Whatever had made his daughter so upset that day in the modeling agency, could this possibly lead anywhere good? Of course not. If it was something harmless—a petty fight with a friend—it just needlessly opened old wounds. And if it was something truly bad—the kind of nightmare every parent prays their daughter never faces—then those same wounds get opened, and there’s a new horror to layer on top.
Still, the truth matters. Zig knew it did. So he should keep calling around, trying to track down old employees from SuperStars Modeling. But instead, Zig swiped back to his phone’s home screen and clicked on Recent Calls. He redialed one of the numbers.
The phone rang once, then twice . . .
“Barron’s Steakhouse. How can we help you tonight?” a man asked.
“Richard, it’s Zig, from— I was in earlier.”
“Looking for the iPad . . . sure,” the manager said, the restaurant bustling in the background. “Unfortunately, I don’t have a better answer. We got the program for the reservation book open, but no one knows how to get in the email account to change the password. I think our weekend hostess knows it. I’ll call you when I get it. I haven’t forgotten.”
With a click, the manager was gone, leaving Zig sitting there, wondering if it was bad to spend more time worrying about Nola’s current safety, rather than his own daughter’s decade-old videotape.
Mmmmm, the bees hummed as Zig flipped back to the photo Roddy got from the funeral, of the soldier who tried to jump Nola early this morning. He was clutching his knee in agony, Nola’s colored pencils scattered everywhere.
C’mon, Nola, you never get spooked . . . so why the hell’s this one getting to you?
Mmmm, the hive continued to murmur, lower than ever, despite the fact that Zig had just given them a snack, a new water-and-sugar mix that a friend called bee whiskey.
The party didn’t last long.
Mmm, the bees added, already back to their baseline.
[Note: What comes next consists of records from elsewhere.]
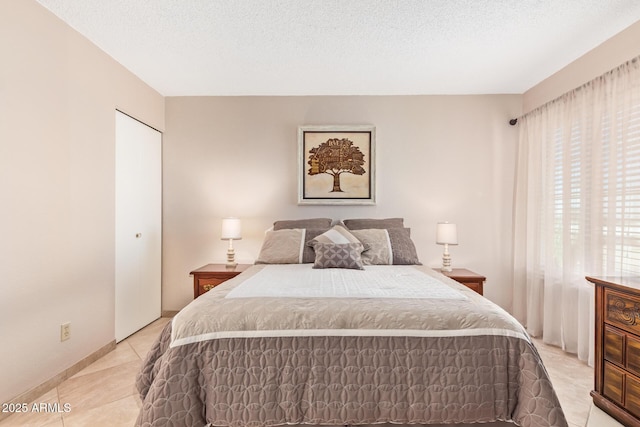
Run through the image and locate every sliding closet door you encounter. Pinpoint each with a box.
[115,111,162,341]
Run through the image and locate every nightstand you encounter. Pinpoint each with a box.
[434,268,487,295]
[189,264,251,299]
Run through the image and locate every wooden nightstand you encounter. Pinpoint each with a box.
[189,264,251,299]
[434,268,487,295]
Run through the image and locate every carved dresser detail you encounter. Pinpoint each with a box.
[587,277,640,426]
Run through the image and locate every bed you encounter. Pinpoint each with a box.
[136,219,567,426]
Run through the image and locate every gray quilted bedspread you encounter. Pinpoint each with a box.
[136,266,567,427]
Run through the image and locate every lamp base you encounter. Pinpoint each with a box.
[227,248,238,268]
[440,253,453,272]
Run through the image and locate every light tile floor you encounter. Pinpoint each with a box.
[0,318,593,427]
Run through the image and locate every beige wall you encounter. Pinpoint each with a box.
[0,0,164,402]
[163,95,522,310]
[523,21,640,113]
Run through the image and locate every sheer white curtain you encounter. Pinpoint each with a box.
[513,58,640,363]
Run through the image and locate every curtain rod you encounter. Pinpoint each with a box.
[509,56,640,126]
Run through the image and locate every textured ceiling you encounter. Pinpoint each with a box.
[37,0,640,96]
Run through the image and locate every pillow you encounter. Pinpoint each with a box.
[351,228,393,265]
[302,227,328,264]
[255,228,306,264]
[309,225,361,246]
[387,228,422,265]
[342,218,404,230]
[273,218,333,230]
[351,228,421,265]
[313,241,364,270]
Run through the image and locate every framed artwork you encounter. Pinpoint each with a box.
[298,125,376,205]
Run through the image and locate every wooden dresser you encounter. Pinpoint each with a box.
[189,264,251,299]
[587,277,640,426]
[434,268,487,295]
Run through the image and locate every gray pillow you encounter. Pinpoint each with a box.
[351,228,393,265]
[387,228,422,265]
[342,218,404,230]
[302,227,328,264]
[313,242,364,270]
[255,228,304,264]
[273,218,332,230]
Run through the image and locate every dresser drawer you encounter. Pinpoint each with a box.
[198,277,227,295]
[604,289,640,335]
[604,326,626,366]
[626,335,640,377]
[602,362,625,406]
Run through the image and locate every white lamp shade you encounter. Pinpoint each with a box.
[436,222,458,245]
[220,218,242,240]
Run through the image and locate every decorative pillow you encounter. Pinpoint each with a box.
[387,228,422,265]
[302,227,328,264]
[313,242,364,270]
[351,228,393,265]
[351,228,421,265]
[342,218,404,230]
[273,218,332,230]
[309,225,361,246]
[255,228,306,264]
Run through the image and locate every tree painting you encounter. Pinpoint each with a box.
[307,138,366,193]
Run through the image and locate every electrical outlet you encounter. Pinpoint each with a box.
[60,322,71,342]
When Zig got his first beehive in college, his professor had taught him that every hive would have its own personality. Once, Zig had a hive that was so chill, he called them stoner bees.
But this hive here? It used to be forty thousand strong. Now, they were down to almost half. Bad sign. Zig had checked for mites or beetles, but for weeks now, deep down, he knew the cause.
The queen.
“Diana-27, do not give up on me,” Zig said, using the name he’d given every queen since Diana-1 and Diana-2. It was a tip of the crown to Princess Diana. Zig always wished she’d gotten her shot at queen.
“You’re a fighter, Diana-27. It’s like Rocky III—the best one! Get up off the mat! There is no tomorrow!”
Mmmmm, the hive replied sluggishly.
Typically, the queen was replaced every two years, but Diana-27 had lasted twice that long. Mystified, Zig called expert after expert, until a Chinese blogger from a site called Honey, Bee Careful told Zig that in 5 percent of hives, there can be two queens—a mother and daughter—who work side by side.
Right there, Diana-27 became Zig’s favorite queen. Today, though, with this attrition, he could see that trouble was coming. Left to its own devices, his hive would die—unless he “squished the queen,” meaning he’d have to manually grab Diana-27 and leave Diana-28 in charge. It was the only way the hive would live. Focus on the future, not the past.
Swiping back to the video of his daughter, Zig watched his Magpie sobbing into the camera, a stranger’s hand on her shoulder.
With another swipe, Zig flipped back to the present, back to Mint’s funeral and Nola’s scattered pencils.
For decades, people had assumed Zig was a mortician because he liked taking care of the dead. They always had it wrong. From his first days at Dover, Zig’s best reward was helping the living—the families of fallen soldiers. He brought them peace, kept their best memories alive, and gave them closure—the one thing he never got himself.